Abel's theorem does not mention uniform convergence of the power series, but its usual proof quickly yields the uniform convergence on the Stolz region. As in the usual proof of Abel's theorem, we let $s_n$ denote the partial sums of the series, $s_n = \sum_{k=0}^n a_k$, and find - setting $s_{-1} = 0$ -
$$S(z) = \sum_{n = 0}^\infty a_n z^n = \sum_{n = 0}^\infty (s_n - s_{n-1}) z^n = \sum_{n = 0}^\infty s_n z^n - \sum_{m = 0}^\infty s_m z^{m+1} = (1-z)\sum_{n = 0}^\infty s_n z^n$$
for $\lvert z\rvert < 1$. We make the same construction for the partial sums of $S$. Setting $s_n^N = s_{\min \{n,N\}}$, we have
$$S_N(z) = \sum_{n = 0}^N a_n z^n = (1-z)\sum_{n = 0}^\infty s_n^N z^n,$$
and hence in our Stolz region, with $K_N = \sup \{ \lvert s_n\rvert : n \geqslant N\}$,
\begin{align} \lvert S(z) - S_N(z)\rvert &= \lvert 1-z\rvert\cdot\Biggl\lvert \sum_{n = 0}^\infty (s_n - s_n^N) z^n\Biggr\rvert\\ &= \lvert 1-z\rvert\cdot\Biggl\lvert \sum_{n = N+1}^\infty (s_n - s_N)z^n\Biggr\rvert\\ &\leqslant \lvert 1-z\rvert \sum_{n = N+1}^\infty \lvert s_n - s_N\rvert\cdot \lvert z^n\rvert\\ &\leqslant \lvert 1-z\rvert \sum_{n = N+1}^\infty (\lvert s_n \rvert + \lvert s_N\rvert)\lvert z\rvert^n\\ &\leqslant \lvert 1-z\rvert\cdot 2K_N\sum_{n = N+1}^\infty \lvert z\rvert^n\\ &= 2K_N \lvert z\rvert^{N+1}\frac{\lvert 1-z\rvert}{1-\lvert z\rvert}\\ &\leqslant 2MK_N. \end{align}
Since by assumption $s_n \to 0$, for any $\varepsilon > 0$ we can find an $N_\varepsilon$ such that
$$K_{N_\varepsilon} \leqslant \frac{\varepsilon}{2M},$$
and a fortiori $K_N \leqslant \frac{\varepsilon}{2M}$ for $N > N_\varepsilon$, which shows the uniform convergence of the series on $R_M$. By continuity, that implies the uniform convergence on $R_M \cup \{1\}$.
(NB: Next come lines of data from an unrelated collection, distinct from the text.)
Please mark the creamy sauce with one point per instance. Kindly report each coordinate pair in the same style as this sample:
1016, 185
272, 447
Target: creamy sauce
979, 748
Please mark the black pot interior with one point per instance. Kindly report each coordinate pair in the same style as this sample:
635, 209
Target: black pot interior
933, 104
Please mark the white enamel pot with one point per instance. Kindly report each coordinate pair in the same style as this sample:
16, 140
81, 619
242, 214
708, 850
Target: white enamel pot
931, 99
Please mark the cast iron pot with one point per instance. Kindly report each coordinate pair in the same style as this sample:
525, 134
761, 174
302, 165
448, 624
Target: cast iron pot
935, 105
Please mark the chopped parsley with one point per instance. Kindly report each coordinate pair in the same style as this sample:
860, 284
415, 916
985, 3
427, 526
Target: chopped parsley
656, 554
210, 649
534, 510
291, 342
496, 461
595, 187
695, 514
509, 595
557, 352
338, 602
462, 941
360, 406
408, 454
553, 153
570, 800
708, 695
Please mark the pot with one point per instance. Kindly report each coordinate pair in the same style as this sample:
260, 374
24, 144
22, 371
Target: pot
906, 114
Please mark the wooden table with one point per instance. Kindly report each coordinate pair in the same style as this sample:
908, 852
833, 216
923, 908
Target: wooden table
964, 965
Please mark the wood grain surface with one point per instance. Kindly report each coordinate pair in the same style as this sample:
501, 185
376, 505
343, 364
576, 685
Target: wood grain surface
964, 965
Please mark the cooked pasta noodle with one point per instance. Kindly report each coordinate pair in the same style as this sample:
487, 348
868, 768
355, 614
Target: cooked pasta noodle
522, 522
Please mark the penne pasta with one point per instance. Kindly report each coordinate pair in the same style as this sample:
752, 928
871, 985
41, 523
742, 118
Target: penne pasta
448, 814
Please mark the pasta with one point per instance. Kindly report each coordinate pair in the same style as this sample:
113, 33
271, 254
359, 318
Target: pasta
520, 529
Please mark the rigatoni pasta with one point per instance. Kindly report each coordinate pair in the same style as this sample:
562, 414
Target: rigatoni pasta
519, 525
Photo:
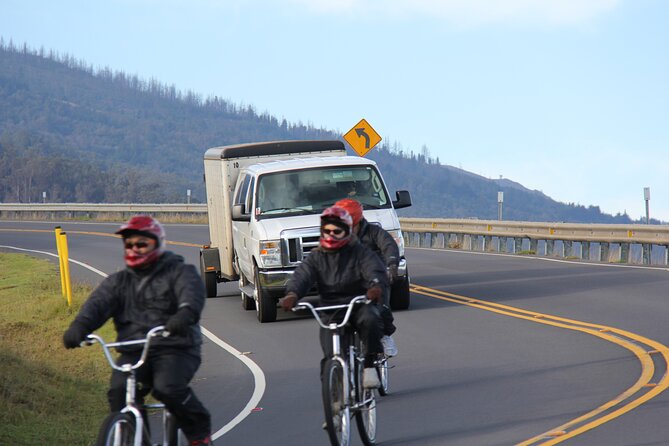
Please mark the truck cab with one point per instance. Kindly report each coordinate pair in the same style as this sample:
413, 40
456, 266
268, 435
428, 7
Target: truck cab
275, 193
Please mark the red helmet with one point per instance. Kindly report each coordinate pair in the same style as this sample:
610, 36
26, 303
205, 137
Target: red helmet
337, 216
143, 225
353, 207
148, 227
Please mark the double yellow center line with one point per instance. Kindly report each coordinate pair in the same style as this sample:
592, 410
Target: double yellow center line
643, 348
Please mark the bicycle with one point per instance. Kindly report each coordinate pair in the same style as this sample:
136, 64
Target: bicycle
343, 393
127, 427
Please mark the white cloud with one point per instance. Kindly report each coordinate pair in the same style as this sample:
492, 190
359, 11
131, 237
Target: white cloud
471, 12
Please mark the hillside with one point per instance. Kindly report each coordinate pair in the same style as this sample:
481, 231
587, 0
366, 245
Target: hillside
97, 135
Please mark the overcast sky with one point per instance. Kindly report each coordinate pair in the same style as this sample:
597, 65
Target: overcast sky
570, 97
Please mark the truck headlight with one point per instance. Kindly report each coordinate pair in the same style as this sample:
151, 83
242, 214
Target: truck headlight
399, 239
270, 253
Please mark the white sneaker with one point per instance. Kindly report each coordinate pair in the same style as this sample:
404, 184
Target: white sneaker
389, 347
370, 378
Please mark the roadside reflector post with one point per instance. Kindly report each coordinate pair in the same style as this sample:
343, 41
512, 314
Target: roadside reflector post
61, 268
66, 268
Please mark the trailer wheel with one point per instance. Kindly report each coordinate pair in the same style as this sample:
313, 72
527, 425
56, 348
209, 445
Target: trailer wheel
265, 303
248, 303
400, 296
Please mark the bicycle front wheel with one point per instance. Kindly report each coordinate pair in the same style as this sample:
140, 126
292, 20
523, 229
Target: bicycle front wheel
118, 429
174, 435
382, 369
337, 412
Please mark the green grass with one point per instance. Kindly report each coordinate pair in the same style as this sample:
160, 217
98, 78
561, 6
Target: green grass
48, 395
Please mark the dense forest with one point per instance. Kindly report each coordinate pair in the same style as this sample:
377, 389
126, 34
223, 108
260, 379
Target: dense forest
84, 134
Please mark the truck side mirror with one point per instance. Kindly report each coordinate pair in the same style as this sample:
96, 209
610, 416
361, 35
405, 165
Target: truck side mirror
239, 213
403, 199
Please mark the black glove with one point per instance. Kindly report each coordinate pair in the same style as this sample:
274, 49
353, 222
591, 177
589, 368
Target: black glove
392, 273
288, 301
374, 294
180, 321
75, 335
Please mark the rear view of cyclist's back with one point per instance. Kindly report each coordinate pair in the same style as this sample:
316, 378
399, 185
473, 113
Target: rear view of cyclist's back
156, 288
343, 268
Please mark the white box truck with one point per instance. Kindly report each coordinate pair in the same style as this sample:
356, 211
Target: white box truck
264, 202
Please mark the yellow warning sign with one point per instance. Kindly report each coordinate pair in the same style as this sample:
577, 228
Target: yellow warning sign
362, 137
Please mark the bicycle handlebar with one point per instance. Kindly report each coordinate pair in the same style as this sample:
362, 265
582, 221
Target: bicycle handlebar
332, 326
107, 346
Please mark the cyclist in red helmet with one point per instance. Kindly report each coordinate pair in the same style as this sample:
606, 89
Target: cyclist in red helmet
156, 288
343, 268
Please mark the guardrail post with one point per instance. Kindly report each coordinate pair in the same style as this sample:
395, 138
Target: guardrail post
646, 250
624, 252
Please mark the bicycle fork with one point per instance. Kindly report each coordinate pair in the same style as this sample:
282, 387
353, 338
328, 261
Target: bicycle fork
130, 406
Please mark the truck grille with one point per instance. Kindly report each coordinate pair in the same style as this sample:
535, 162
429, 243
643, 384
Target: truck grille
296, 244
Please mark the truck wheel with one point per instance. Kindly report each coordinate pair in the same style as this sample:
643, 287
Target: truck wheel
265, 304
210, 282
400, 296
247, 301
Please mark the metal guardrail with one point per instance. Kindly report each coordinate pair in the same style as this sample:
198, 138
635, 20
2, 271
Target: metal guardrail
645, 244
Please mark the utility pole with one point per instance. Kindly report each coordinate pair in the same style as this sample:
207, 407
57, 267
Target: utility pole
646, 197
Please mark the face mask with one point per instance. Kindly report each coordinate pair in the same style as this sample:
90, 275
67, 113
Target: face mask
333, 243
136, 260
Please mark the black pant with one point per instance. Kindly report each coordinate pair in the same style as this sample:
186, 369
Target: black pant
367, 321
386, 314
167, 373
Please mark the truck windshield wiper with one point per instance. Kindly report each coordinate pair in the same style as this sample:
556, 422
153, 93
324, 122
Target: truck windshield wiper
285, 210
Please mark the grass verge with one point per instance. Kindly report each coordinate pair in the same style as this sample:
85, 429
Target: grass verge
48, 395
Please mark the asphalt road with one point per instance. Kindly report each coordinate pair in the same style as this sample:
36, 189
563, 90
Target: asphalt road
472, 369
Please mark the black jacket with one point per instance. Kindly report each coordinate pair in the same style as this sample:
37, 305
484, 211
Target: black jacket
340, 275
139, 301
380, 241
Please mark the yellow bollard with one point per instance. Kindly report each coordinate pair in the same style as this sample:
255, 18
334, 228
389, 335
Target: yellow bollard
66, 267
58, 231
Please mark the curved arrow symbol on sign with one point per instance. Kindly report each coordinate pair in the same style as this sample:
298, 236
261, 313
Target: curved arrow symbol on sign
361, 132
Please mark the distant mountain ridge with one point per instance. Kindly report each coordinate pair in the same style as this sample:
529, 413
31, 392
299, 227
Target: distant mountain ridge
93, 135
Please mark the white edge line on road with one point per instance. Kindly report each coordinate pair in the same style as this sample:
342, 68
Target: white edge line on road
258, 375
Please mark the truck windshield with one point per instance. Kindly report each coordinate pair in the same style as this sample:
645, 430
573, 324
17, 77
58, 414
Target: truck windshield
310, 191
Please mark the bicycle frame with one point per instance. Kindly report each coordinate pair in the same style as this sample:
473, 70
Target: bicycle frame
129, 370
350, 360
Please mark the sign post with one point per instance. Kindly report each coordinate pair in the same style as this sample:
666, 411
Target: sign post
646, 196
362, 137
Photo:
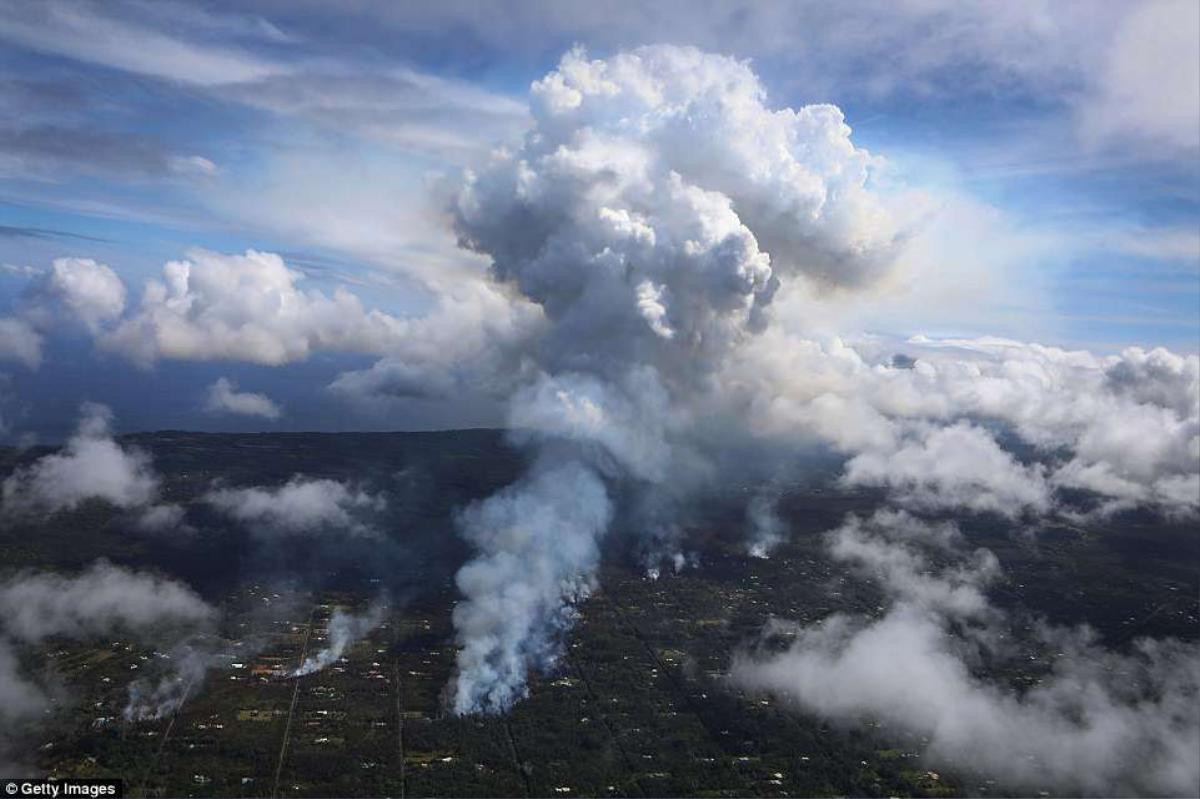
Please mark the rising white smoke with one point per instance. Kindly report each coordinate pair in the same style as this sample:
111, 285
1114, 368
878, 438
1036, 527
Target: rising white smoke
343, 630
635, 216
653, 212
Hence, in the case of real arguments, we have a simple summary:
- If a power series with centre $0$ and radius of convergence $R \in (0,+\infty)$ converges absolutely at $R$ or at $-R$, it converges absolutely and uniformly on $[-R,R]$.
- If a power series with centre $0$ and radius of convergence $R \in (0,+\infty)$ converges (conditionally) at $R$ (at $-R$), it converges uniformly on every interval $[-r,R]$ (on every interval $[-R,r]$) where $0 < r < R$. The convergence is absolute on $(-R,R)$, but not necessarily at the endpoint(s). If the series converges at both endpoints, the convergence is uniform on $[-R,R]$.
For complex arguments, we only have the simple characterisation when we have absolute convergence at one (and hence all) point on the boundary circle. Then the series converges absolutely and uniformly on the closed disk $\overline{D_R(0)}$.
In the case of conditional but not absolute convergence at a point $z_0$ on the boundary, we have uniform convergence on an augmented Stolz region with vertex at $z_0$. But even if the series is conditionally convergent at all boundary points, the convergence is in general not uniform on the whole disk $D_R(0)$. As mentioned in this Math Overflow question, Sierpiński has constructed a power series that converges at every point on the unit circle, but whose sum function is discontinuous on the unit circle (at some points of the unit circle at least, I don't know if it is discontinuous at every point of the boundary circle). That is incompatible with uniform convergence.